Wednesday, October 26, 2005


Good article by CNet's Declan McCullagh. Good timing since I was thinking about this issue while writing my column for AlwaysOn this week... finally worked on it after sitting on my idea for six weeks.

A renewed effort in the U.S. Congress to create a federal shield law for news organizations is raising a sticky question: Who is a journalist?

A generation ago, the answer usually was clear. Not anymore. Online scribes and video publishers are experimenting with novel forms of journalism, and even the most stodgy news organizations are embracing blogs.

That leaves politicians--hardly the most clued in about all things tech--in something of a quandary. They're being lobbied by professional news organizations and the American Bar Association to approve some kind of journalist's shield law while being urged by prosecutors to leave out bloggers.

The justification for a shield law is a perfectly reasonable one. After a federal appeals court enforcedgrand jury subpoenas against The New York Times and Time magazine, and the U.S. Supreme Court declined to take the case, news organizations decided to fix the law.

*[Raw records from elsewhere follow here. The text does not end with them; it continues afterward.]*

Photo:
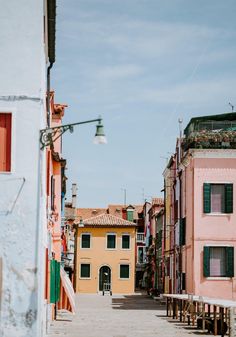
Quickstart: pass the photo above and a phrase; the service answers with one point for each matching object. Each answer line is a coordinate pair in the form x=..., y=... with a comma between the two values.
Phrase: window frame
x=126, y=234
x=229, y=263
x=111, y=233
x=81, y=240
x=12, y=112
x=207, y=205
x=143, y=249
x=124, y=278
x=80, y=270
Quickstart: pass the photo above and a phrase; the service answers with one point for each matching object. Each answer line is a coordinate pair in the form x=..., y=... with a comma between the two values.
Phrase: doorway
x=104, y=277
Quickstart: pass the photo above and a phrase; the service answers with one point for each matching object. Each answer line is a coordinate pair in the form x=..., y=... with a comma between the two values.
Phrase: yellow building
x=105, y=255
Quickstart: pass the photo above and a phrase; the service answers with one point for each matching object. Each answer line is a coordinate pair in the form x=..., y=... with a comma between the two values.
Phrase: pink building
x=205, y=208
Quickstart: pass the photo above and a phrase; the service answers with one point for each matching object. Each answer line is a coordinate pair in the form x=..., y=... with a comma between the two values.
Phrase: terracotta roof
x=117, y=210
x=107, y=220
x=158, y=201
x=86, y=213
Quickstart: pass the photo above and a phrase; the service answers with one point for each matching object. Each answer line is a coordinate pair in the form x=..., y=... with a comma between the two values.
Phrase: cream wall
x=98, y=255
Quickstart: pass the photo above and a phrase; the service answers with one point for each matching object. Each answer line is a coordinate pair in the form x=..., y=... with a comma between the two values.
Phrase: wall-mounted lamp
x=81, y=223
x=50, y=135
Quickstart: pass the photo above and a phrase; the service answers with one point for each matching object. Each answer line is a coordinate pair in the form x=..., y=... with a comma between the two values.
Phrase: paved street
x=119, y=316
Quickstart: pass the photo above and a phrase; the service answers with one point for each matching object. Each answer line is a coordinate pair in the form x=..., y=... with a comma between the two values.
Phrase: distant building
x=200, y=188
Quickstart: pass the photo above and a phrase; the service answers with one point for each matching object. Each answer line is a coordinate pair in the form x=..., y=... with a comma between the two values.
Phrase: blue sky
x=141, y=64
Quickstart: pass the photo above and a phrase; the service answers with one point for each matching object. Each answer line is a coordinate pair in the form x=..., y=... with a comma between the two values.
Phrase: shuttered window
x=182, y=231
x=124, y=271
x=125, y=241
x=130, y=215
x=54, y=281
x=5, y=141
x=218, y=261
x=85, y=270
x=111, y=241
x=85, y=241
x=218, y=198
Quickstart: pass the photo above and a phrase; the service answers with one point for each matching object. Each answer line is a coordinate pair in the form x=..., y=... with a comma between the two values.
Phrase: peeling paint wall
x=22, y=201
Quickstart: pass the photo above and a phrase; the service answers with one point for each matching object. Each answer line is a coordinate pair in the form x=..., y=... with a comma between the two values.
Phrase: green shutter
x=125, y=241
x=111, y=241
x=57, y=290
x=85, y=241
x=230, y=261
x=124, y=271
x=182, y=231
x=206, y=261
x=54, y=281
x=207, y=198
x=130, y=215
x=85, y=270
x=228, y=198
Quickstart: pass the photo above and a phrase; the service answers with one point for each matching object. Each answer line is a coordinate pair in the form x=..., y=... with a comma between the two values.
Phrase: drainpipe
x=48, y=93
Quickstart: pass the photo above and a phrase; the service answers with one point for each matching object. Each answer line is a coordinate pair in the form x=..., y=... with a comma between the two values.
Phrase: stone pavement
x=119, y=316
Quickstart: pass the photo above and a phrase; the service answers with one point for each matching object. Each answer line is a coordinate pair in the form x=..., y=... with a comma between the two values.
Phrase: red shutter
x=5, y=142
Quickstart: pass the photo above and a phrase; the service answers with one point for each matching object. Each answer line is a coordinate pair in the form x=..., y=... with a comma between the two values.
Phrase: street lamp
x=50, y=135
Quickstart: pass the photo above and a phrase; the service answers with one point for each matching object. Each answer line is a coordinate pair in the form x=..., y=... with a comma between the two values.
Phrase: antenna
x=124, y=189
x=232, y=107
x=180, y=120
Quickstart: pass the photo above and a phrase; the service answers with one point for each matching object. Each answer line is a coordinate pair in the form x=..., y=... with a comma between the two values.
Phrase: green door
x=104, y=277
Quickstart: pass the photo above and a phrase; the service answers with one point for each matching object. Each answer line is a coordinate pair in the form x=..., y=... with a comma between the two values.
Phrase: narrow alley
x=119, y=316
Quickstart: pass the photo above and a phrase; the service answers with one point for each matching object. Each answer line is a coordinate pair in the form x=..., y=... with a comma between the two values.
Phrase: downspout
x=48, y=92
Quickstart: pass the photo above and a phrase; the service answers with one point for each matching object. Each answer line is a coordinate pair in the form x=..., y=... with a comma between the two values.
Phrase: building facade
x=105, y=255
x=203, y=208
x=25, y=54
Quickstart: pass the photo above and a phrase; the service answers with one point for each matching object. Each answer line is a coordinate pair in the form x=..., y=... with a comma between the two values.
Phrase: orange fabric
x=5, y=142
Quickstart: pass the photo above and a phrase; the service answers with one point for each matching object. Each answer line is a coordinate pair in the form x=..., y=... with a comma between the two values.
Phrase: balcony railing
x=140, y=238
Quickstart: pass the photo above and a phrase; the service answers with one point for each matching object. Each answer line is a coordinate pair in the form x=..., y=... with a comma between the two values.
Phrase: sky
x=141, y=65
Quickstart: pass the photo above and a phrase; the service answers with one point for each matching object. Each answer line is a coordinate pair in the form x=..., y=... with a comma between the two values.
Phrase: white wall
x=22, y=202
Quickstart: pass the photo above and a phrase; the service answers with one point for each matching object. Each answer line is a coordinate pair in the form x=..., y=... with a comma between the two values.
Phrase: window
x=125, y=241
x=218, y=198
x=85, y=240
x=218, y=261
x=141, y=257
x=52, y=193
x=111, y=241
x=85, y=270
x=5, y=141
x=182, y=231
x=124, y=271
x=130, y=215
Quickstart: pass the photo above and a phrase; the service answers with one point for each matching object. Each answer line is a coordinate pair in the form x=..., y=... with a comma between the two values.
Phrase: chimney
x=74, y=195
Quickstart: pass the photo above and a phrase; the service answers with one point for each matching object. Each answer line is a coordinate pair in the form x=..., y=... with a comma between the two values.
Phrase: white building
x=25, y=42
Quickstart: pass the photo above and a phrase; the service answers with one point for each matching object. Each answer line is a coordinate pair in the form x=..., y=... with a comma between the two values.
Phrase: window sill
x=218, y=214
x=124, y=279
x=85, y=278
x=218, y=278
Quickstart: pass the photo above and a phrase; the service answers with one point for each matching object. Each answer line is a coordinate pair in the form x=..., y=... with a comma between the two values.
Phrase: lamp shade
x=100, y=137
x=81, y=223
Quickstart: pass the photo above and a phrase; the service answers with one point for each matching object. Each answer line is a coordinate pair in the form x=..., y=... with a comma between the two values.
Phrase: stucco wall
x=22, y=206
x=99, y=256
x=215, y=166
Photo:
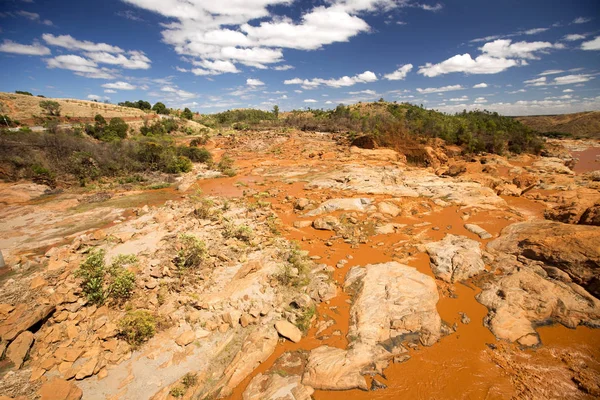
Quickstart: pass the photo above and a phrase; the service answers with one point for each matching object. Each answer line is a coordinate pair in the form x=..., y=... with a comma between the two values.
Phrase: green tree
x=51, y=107
x=160, y=108
x=187, y=113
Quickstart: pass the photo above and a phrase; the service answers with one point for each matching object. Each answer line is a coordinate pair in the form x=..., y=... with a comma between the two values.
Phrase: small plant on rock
x=137, y=327
x=192, y=252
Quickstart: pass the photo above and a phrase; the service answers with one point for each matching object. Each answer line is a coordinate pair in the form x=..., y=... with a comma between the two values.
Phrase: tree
x=187, y=113
x=51, y=107
x=160, y=108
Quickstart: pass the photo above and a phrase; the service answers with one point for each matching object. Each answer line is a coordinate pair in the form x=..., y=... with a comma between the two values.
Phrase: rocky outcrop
x=276, y=387
x=523, y=299
x=573, y=249
x=455, y=258
x=392, y=301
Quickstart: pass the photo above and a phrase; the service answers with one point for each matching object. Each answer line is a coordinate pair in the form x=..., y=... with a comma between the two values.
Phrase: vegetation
x=192, y=252
x=68, y=156
x=51, y=107
x=101, y=283
x=137, y=327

The Justice Department took a swipe at the leading shield proposal (H.R.3323/S.1419) during a Senate hearing last week, arguing that it would let criminals pose as bloggers.

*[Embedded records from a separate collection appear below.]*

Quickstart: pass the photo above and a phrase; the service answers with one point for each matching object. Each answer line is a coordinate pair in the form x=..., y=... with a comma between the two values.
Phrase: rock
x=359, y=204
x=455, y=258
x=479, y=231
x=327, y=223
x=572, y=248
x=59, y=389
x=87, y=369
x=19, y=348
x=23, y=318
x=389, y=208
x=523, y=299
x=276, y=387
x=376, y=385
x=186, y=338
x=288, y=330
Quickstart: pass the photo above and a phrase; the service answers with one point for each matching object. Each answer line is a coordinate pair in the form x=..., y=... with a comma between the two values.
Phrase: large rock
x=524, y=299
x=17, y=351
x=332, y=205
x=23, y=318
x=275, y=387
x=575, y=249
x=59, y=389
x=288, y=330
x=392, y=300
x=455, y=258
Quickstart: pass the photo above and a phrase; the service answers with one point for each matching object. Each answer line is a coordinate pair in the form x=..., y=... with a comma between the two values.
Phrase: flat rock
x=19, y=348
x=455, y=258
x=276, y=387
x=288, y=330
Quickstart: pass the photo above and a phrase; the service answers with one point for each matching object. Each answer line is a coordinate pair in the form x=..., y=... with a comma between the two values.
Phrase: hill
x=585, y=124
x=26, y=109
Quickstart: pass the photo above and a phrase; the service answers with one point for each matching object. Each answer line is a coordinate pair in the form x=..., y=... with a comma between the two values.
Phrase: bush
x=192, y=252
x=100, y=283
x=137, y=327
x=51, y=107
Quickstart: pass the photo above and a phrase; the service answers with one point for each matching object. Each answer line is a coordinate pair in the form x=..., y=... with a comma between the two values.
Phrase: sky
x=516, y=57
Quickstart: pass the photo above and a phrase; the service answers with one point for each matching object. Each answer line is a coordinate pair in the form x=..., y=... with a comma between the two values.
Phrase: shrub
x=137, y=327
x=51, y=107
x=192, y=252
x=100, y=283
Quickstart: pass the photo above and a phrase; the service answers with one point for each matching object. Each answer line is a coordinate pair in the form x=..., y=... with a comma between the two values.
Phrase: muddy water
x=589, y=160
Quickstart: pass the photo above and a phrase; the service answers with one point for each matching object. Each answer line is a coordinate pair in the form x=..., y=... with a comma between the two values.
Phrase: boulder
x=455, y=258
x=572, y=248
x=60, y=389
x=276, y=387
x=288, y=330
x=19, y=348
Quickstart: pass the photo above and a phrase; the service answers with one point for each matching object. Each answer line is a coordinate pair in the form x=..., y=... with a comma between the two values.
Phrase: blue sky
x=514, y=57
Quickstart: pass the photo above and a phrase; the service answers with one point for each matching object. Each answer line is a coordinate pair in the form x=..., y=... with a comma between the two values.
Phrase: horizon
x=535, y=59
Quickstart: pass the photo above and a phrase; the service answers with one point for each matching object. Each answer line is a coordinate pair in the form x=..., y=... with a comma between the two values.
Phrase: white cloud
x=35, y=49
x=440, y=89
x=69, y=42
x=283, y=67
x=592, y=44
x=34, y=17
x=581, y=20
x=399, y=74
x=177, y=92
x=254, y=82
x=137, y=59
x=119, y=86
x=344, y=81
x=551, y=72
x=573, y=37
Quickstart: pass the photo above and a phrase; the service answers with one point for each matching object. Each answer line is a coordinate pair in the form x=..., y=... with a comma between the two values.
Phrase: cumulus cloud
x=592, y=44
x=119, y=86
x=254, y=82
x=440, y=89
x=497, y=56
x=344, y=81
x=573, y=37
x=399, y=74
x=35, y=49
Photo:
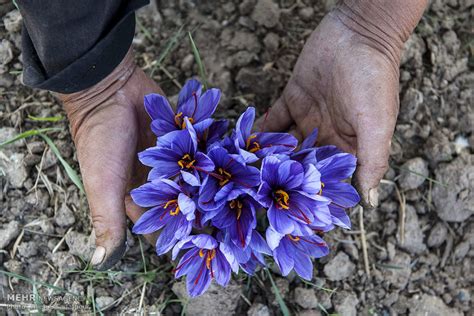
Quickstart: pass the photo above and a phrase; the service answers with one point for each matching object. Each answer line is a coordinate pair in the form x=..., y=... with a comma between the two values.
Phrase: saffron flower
x=171, y=208
x=203, y=262
x=252, y=146
x=230, y=173
x=289, y=192
x=177, y=154
x=212, y=193
x=292, y=251
x=192, y=104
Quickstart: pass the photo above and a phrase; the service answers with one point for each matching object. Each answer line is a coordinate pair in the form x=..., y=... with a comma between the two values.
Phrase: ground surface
x=420, y=240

"As drafted, the definition invites criminals to cloak their activities under the guise" of a journalist, warned Chuck Rosenberg, a U.S. Attorney in Texas. "The definition arguably could include any person who sets up an Internet 'blog.'" (It covers anyone who publishes an electronic "periodical.")

Sen. John Cornyn, a Texas Republican, seemed to be sympathetic to that argument. "The relative anonymity afforded to bloggers, coupled with a certain lack of accountability, as they are not your traditional brick-and-mortar reporters who answer to an editor or publisher, also has the risk of creating a certain irresponsibility when it comes to accurately reporting information," Cornyn said.

Even the original sponsor of the Senate shield proposal, Richard Lugar, R-Ind., recently indicated that bloggers will "probably not" be deemed journalists.